Voor een winnende Brit moet diep in de archieven worden gedoken: de laatste was Fred Perry, in 1936.
En dus doen de Engelse tabloids de weken voor en tijdens Wimbledon niets anders dan het verspreiden van het Henmania-virus. Dat de 24-jarige sportman onder die druk redelijk overeind blijft, mag als bewijs gelden voor zijn grote mentale stabiliteit. Want niet alleen draagt hij de eer van het Engelse tennis op zijn schouders - Rusedski wordt toch nog altijd beschouwd als een halve Canadees -, Henman wordt geacht te vechten voor de Britse sporteer in het algemeen.

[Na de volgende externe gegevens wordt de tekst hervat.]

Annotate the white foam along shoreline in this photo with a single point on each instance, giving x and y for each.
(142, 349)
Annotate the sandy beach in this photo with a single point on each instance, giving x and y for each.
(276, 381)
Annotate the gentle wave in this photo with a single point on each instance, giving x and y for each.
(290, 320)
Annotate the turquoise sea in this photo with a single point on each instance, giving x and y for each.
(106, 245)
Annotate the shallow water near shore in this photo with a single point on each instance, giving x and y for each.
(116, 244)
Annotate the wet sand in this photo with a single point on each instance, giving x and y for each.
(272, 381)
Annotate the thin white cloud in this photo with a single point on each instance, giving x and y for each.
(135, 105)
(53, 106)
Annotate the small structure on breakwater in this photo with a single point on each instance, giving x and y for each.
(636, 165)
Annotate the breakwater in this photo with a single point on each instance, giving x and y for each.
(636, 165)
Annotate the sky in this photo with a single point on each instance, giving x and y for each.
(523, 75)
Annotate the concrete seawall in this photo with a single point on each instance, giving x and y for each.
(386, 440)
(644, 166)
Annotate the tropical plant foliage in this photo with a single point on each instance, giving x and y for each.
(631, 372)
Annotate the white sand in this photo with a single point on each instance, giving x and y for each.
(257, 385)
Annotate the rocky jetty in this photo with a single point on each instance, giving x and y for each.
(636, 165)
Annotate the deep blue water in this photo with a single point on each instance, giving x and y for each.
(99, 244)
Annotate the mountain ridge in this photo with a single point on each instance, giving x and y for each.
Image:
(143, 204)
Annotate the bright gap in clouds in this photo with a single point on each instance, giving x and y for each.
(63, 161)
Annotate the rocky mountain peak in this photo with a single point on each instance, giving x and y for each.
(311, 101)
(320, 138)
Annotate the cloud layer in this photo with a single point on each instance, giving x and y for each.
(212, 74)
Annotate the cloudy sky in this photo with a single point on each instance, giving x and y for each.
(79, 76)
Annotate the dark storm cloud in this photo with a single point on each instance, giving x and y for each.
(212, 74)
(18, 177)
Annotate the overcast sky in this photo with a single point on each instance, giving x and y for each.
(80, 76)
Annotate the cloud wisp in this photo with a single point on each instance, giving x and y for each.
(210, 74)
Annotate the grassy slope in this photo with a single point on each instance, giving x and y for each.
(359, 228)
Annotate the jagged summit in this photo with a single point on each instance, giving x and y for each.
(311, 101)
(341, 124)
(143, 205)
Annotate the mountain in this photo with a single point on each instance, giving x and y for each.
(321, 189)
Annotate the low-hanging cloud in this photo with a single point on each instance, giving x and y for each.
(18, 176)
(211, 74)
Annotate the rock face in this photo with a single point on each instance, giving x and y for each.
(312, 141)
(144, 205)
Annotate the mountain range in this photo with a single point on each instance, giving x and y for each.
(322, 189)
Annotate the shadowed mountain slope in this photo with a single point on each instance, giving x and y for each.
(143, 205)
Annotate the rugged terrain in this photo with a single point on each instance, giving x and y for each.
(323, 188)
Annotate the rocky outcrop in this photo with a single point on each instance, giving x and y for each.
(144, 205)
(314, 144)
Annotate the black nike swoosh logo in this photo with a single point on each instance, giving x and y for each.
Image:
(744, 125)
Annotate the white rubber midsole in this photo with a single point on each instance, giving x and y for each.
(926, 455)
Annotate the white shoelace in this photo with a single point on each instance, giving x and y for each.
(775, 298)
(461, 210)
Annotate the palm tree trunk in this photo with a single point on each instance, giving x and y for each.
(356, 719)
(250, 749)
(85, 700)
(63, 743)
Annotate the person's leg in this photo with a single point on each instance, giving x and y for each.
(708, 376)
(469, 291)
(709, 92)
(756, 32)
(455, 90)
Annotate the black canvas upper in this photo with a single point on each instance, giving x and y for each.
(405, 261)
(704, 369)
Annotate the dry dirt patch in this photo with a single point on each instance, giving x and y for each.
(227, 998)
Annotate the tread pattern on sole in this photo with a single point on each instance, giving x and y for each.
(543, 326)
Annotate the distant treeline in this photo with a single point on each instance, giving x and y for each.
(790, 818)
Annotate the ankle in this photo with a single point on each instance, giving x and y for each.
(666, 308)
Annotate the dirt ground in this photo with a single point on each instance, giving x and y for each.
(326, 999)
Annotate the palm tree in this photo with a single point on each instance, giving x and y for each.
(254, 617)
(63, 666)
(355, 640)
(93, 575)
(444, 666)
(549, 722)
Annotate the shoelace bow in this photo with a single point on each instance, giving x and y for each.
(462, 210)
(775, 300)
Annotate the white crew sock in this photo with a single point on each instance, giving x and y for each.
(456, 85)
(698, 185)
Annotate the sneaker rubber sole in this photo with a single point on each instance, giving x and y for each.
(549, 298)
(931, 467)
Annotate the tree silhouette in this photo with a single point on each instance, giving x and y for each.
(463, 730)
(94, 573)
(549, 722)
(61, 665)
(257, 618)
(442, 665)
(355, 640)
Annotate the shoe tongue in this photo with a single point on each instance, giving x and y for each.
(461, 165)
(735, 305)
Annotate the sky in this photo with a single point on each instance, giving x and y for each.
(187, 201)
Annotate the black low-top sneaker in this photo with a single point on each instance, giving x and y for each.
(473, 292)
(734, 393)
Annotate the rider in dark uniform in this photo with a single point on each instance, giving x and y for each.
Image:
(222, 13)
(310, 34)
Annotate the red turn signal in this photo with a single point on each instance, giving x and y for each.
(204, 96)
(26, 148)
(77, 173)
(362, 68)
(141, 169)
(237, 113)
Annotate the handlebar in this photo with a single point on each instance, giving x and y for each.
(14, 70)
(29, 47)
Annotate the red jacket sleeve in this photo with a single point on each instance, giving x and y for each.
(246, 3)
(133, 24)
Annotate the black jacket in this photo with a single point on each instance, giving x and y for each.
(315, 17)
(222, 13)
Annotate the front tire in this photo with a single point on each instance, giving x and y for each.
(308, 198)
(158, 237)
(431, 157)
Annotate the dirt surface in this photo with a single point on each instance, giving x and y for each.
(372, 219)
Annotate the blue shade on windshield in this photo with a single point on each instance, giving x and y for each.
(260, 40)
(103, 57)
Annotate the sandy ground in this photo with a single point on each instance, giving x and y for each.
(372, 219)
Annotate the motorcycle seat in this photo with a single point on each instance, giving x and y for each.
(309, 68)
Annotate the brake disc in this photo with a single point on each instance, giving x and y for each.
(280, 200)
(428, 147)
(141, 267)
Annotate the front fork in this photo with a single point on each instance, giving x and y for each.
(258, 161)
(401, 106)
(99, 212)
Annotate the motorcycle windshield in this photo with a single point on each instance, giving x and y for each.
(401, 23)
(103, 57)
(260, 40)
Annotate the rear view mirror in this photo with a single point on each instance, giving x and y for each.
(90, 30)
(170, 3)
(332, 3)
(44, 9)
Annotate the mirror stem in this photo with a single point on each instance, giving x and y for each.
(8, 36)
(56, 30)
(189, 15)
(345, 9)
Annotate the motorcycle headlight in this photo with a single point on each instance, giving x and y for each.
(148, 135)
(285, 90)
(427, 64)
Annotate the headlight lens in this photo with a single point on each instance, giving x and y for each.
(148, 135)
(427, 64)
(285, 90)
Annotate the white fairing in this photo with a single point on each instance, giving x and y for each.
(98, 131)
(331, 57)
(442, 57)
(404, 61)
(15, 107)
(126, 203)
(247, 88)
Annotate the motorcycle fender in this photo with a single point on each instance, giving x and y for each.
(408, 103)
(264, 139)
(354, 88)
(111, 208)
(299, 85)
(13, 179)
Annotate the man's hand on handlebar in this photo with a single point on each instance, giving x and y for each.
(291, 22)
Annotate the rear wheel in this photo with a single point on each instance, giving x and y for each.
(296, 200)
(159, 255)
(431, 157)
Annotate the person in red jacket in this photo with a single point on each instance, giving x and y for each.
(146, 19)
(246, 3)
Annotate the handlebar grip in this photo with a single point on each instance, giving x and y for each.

Want wat stelt die sporteer nog voor? Cricketers vliegen er in de eerste ronde van het WK roemloos uit. Rugbyers krijgen op hun donder van Nieuw-Zeeland en Zuid-Afrika. Voetballers moeten nog maar zien dat ze zich kwalificeren voor het EK. Alleen Manchester United rules the waves. Niet voor niets kondigde de Britse regering onlangs een ruim tweehonderd miljoen kostend nationaal programma aan, dat Britse kinderen bij moet brengen hoe je dat doet in de topsport, winnen.
Dat moet Henman ze dit jaar voordoen, maar of dat lukt is de vraag. Want sinds hij in 1996 doorbrak op Wimbledon, en in de daaropvolgende jaren een fraaie reeks opbouwde (kwartfinale in 1997, halve finale het jaar daarop), steeds bleef in de media die twijfel: is Henman hard, gemeen en rücksichtslos genoeg om het belangrijkste toernooi ter wereld ooit te winnen? Is hij de killer, die desnoods Wimbledon wil kaalgrazen, als hij die beker maar omhoog mag houden?
'Alles wat Tim nodig heeft is een beetje dierlijke agressie', zei voormalig Wimbledon-winnaar Pat Cash aan de vooravond van Wimbledon 1999. 'Als hij echt vastbesloten is, als hij echt iedereen en alles haat gedurende die twee weken, dan wint hij.' Cash, zelf een zeer agressieve speler, had gemakkelijk praten. Hij komt uit Australië, waar winnen het enige is dat bestaat en gelijkstaat aan overleven.
Maar Tim Henman komt uit een keurige familie in Oxford, met een advocaat als vader. Hij ging naar een keurige kostschool. Was zelf ook advocaat geworden, als er niks tussen was gekomen. Speelde met veel plezier cricket, golf en hockey. Grootvader Henry Billington speelde al op Wimbledon - en bereikte drie keer de derde ronde - en zijn overgrootmoeder Ellen Stawell-Brown was de eerste vrouwlijke tennisster op Wimbledon die de bovenhandse service hanteerde.
En nu woont hij in Barnes, zuid-west Londen, in een prachtig huis. Samen met zijn upper-class vriendin Lucy, een televisieproducente, en niet zo ver van de mansion van Mick Jagger - wel een agressief beest, maar nou net weer geen tennisser.
Henman is een beetje de Erik Breukink van het tennis. Boordevol talent, goede komaf, intelligent en een sieraad voor de sport. Maar op de beslissende momenten net iets te lief voor de echte roofdieren. 'Hij moet gemener worden', adviseerde ervaringsdeskundige John McEnroe recentelijk, 'zich misschien tijdens Wimbledon niet meer scheren, eens een keer flink op de lijnrechter schelden.'
Henman reageerde beleefd op dat advies. 'Als McEnroe zoiets zegt, dan luister je natuurlijk. Wellicht heeft hij gelijk. Als het moment komt om een keer met een racket te smijten, dan zal ik dat overwegen.'
Niet dat Henman geen vechter is. Woensdag liet hij in een zinderende vijfsetter tegen Courier zien dat hij diep kan gaan, sloeg hij drie matchpoints weg, en won. Maar vandaag wacht Pete Sampras. En mocht Henman zijn vriend - met wie hij geregeld traint en gaat golfen - in een herhaling van de halve finale van vorig jaar deze keer tegen alle verwachtingen in wel kloppen, dan wacht of Rafter, of Agassi.
Gemene kerels. Denken alleen maar aan winnen. Haten elke tegenstander. Willen Henman vernietigen. Hebben helemaal geen last van Henmania. Maken valse opmerkingen. 'Hij is bijna een groot speler', zei Sampras. Mooie vriend.
Tim Henman, zo moet worden gevreesd, gaat Wimbledon weer niet winnen. Jammer, volgend jaar beter: Henmania, aflevering vijf.